In Fabric

IdleRich

IdleRich
What the fuck was that about then? I always enjoy watching this guy's films (up to a point) but I wouldn't pretend to begin to understand any of them. Does anyone have any idea what he's trying to do?
 

version

Well-known member
I've never heard of it tbh. I've just seen it's a Peter Strickland thing who I have heard of, but I haven't seen any of his stuff.
 

IdleRich

IdleRich
Oh you should check this out then. It's got a kind of out of time feel as it seems to mash up a seventies, eighties and even, at times, nineties aesthetic - but more than all that it recalls the weird educational programmes we (or I at least) watched at school. The plot is sort of about a haunted dress bought from a beautifully art-deco department store presided over by a be-wigged mystical vampire and her creepy old boss who masturbates over her as she molests the mannequins at night. And there is a washing machine repairman who hypnotises people accidentally when he lists the faults with the machines. And the world is kinda our world but it's a kinda fascist-capitalist society (oh so it is our world) where bosses can take their employees to task for waving in the wrong way to someone outside or work. Music by Cavern of Anti-Matter. There is a hell of a lot to unpick in there. Oh, it's got Julian Barratt and Barry Adamson in it - one of my facebook friends said it was like Suspiria (which was a definite influence) meets Are You Being Served - and that's spot on.

 

IdleRich

IdleRich
I often get Peter Strickland confused with Ben Wheatley in my head cos they both have this similar English feel and draw from the same pool of actors. And they obviously have some feeling of kinship or whatever cos I notice Wheatley was exec producer on this film. Strickland however is much... weirder, or more idiosyncratic. In fact more personal I'd say, when I watch his films I have this feeling that he has a very specific idea that he wants to get across, or at least, a very clear vision of what he's doing. It's just that for the viewer it can be quite hard to access to that idea, but there is a sense in which it doesn't matter cos you can feel shards of something cool and important going on even if you can't grasp it all. As opposed to some things where you feel that the director is just saying "Blah blah capitalism... blah something... exploitation... mumble mumble bad... etc" or, to pick on one thing, Lodge 49 where it felt as though they completely just making it up as they went along.
 

poetix

we murder to dissect
I liked The Duke of Burgundy a great deal...

One thing I found intriguing about The Duke of Burgundy was the way it set its laborious fetish-games in a male-free, child-free, female-only world – the world of artsy lesbian softcore reimagined as a temporary autonomous zone – in which sexuality had no patriarchal referent or context: no reproductive hazard, no men to please or pacify, no discernible “metaphysics of force” of the kind outlined in Dworkin’s Intercourse. What social facts are being reproduced through embodied sexuality here? Ultimately, and rather tellingly, the axis of domination resignified in the lovers’ games is class.

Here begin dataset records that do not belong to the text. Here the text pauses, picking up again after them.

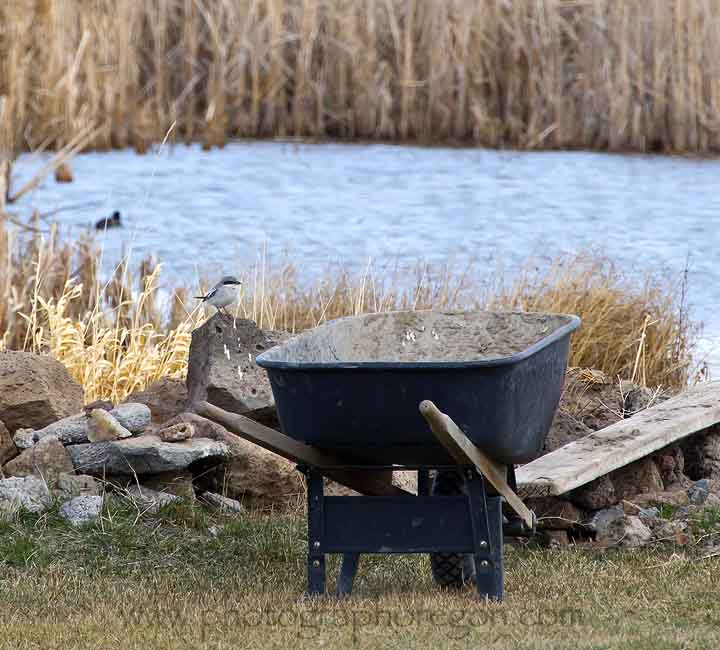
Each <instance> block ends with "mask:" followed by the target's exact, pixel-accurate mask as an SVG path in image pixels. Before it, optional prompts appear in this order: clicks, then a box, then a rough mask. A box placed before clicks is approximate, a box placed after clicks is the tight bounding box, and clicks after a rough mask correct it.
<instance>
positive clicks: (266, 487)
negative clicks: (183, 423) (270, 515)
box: [166, 413, 305, 507]
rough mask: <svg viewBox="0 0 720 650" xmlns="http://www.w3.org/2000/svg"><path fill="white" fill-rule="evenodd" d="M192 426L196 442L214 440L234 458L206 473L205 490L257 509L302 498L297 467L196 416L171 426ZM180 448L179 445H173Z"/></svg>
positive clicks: (217, 424)
mask: <svg viewBox="0 0 720 650" xmlns="http://www.w3.org/2000/svg"><path fill="white" fill-rule="evenodd" d="M180 422H189V423H192V425H193V427H194V428H195V436H196V438H193V439H198V438H210V439H212V440H217V441H219V442H223V443H224V444H226V445H227V447H228V449H229V452H230V458H229V460H228V462H227V463H223V464H221V465H218V466H217V467H216V469H215V471H207V472H203V473H202V475H201V476H200V477H199V481H198V482H199V484H200V486H201V488H202V489H203V490H208V491H210V492H222V493H223V494H226V495H227V496H229V497H232V498H236V499H241V500H242V502H243V503H245V504H248V505H252V506H253V507H256V506H257V507H265V506H276V505H283V504H285V503H287V502H288V500H289V498H294V497H296V496H297V495H298V494H302V493H303V491H304V489H305V487H304V483H303V478H302V475H301V474H300V472H298V471H297V469H296V468H295V463H291V462H290V461H288V460H286V459H284V458H281V457H280V456H278V455H277V454H273V453H272V452H270V451H267V450H266V449H263V448H262V447H258V446H257V445H254V444H253V443H251V442H249V441H248V440H244V439H243V438H240V437H239V436H236V435H235V434H233V433H230V432H229V431H227V430H226V429H225V428H224V427H223V426H221V425H220V424H217V423H216V422H213V421H212V420H208V419H207V418H204V417H201V416H199V415H197V414H195V413H181V414H180V415H178V416H177V417H175V418H173V419H172V420H170V421H169V422H167V423H166V424H167V425H170V424H177V423H180ZM172 444H178V443H172Z"/></svg>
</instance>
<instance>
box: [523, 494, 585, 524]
mask: <svg viewBox="0 0 720 650" xmlns="http://www.w3.org/2000/svg"><path fill="white" fill-rule="evenodd" d="M525 503H526V505H527V507H528V508H530V510H532V511H533V512H534V513H535V515H536V516H537V518H538V527H540V528H542V529H544V530H565V529H568V528H573V527H575V526H579V525H580V523H581V522H582V521H583V520H584V519H585V516H584V514H583V513H582V512H581V511H580V510H579V509H578V508H576V507H575V506H574V505H573V504H572V503H570V502H569V501H566V500H564V499H560V498H558V497H531V498H528V499H526V500H525Z"/></svg>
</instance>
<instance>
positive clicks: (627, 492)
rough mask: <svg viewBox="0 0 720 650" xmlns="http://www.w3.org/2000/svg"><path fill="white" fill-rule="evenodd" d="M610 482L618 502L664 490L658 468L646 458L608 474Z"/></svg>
mask: <svg viewBox="0 0 720 650" xmlns="http://www.w3.org/2000/svg"><path fill="white" fill-rule="evenodd" d="M610 480H611V481H612V484H613V488H614V492H615V498H616V499H618V500H620V499H629V500H631V501H632V500H634V497H635V496H637V495H638V494H644V493H648V492H658V491H661V490H663V489H664V485H663V481H662V477H661V476H660V470H659V469H658V466H657V465H656V464H655V461H654V460H653V459H652V458H647V457H646V458H641V459H640V460H637V461H635V462H634V463H630V464H629V465H626V466H625V467H621V468H620V469H618V470H615V471H614V472H612V473H611V474H610Z"/></svg>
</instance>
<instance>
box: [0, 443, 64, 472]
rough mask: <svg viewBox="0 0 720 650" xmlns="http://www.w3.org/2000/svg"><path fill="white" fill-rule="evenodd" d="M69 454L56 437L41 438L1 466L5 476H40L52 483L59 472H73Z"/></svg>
mask: <svg viewBox="0 0 720 650" xmlns="http://www.w3.org/2000/svg"><path fill="white" fill-rule="evenodd" d="M74 472H75V468H74V467H73V464H72V461H71V460H70V455H69V454H68V452H67V450H66V449H65V447H63V444H62V443H61V442H60V441H59V440H58V439H57V438H52V437H50V438H43V439H42V440H40V442H38V443H37V444H36V445H33V446H32V447H30V449H26V450H25V451H23V452H22V453H21V454H20V455H19V456H17V457H16V458H13V459H12V460H11V461H9V462H8V463H5V465H4V466H3V473H4V474H5V476H31V475H34V476H40V477H42V478H43V479H44V480H45V481H47V482H48V483H54V482H55V481H56V480H57V479H58V477H59V476H60V475H61V474H73V473H74Z"/></svg>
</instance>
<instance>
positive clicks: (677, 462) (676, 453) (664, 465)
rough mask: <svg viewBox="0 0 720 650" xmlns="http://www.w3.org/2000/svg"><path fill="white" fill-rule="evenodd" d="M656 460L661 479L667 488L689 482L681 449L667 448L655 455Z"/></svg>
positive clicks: (660, 451) (665, 487) (684, 458)
mask: <svg viewBox="0 0 720 650" xmlns="http://www.w3.org/2000/svg"><path fill="white" fill-rule="evenodd" d="M654 460H655V462H656V463H657V466H658V469H659V470H660V477H661V478H662V482H663V486H664V487H665V488H668V487H670V486H671V485H674V484H675V483H684V482H687V477H686V476H685V474H684V473H683V471H684V469H685V457H684V456H683V452H682V449H680V447H678V446H674V447H667V448H665V449H663V450H661V451H660V452H658V453H657V454H655V456H654Z"/></svg>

The key question at each moment is, who is working for whom? It’s clear that the relationship is rather tyrannical, that the submissive party is actually obnoxiously demanding, and that what she demands above all is emotional labour: say the lines with conviction, be spontaneous, surprise me. She’s like a terrible neoliberal employer: not only do you have to go through with this whole scripted routine, you have to do it with a smile (or, in this case, a convincing “coldness”), adorned all the while with the requisite number of “pieces of flair”. The feeling of relief when the lovers agreed to give it all a break for a bit was palpable – this was the true utopian moment in the film.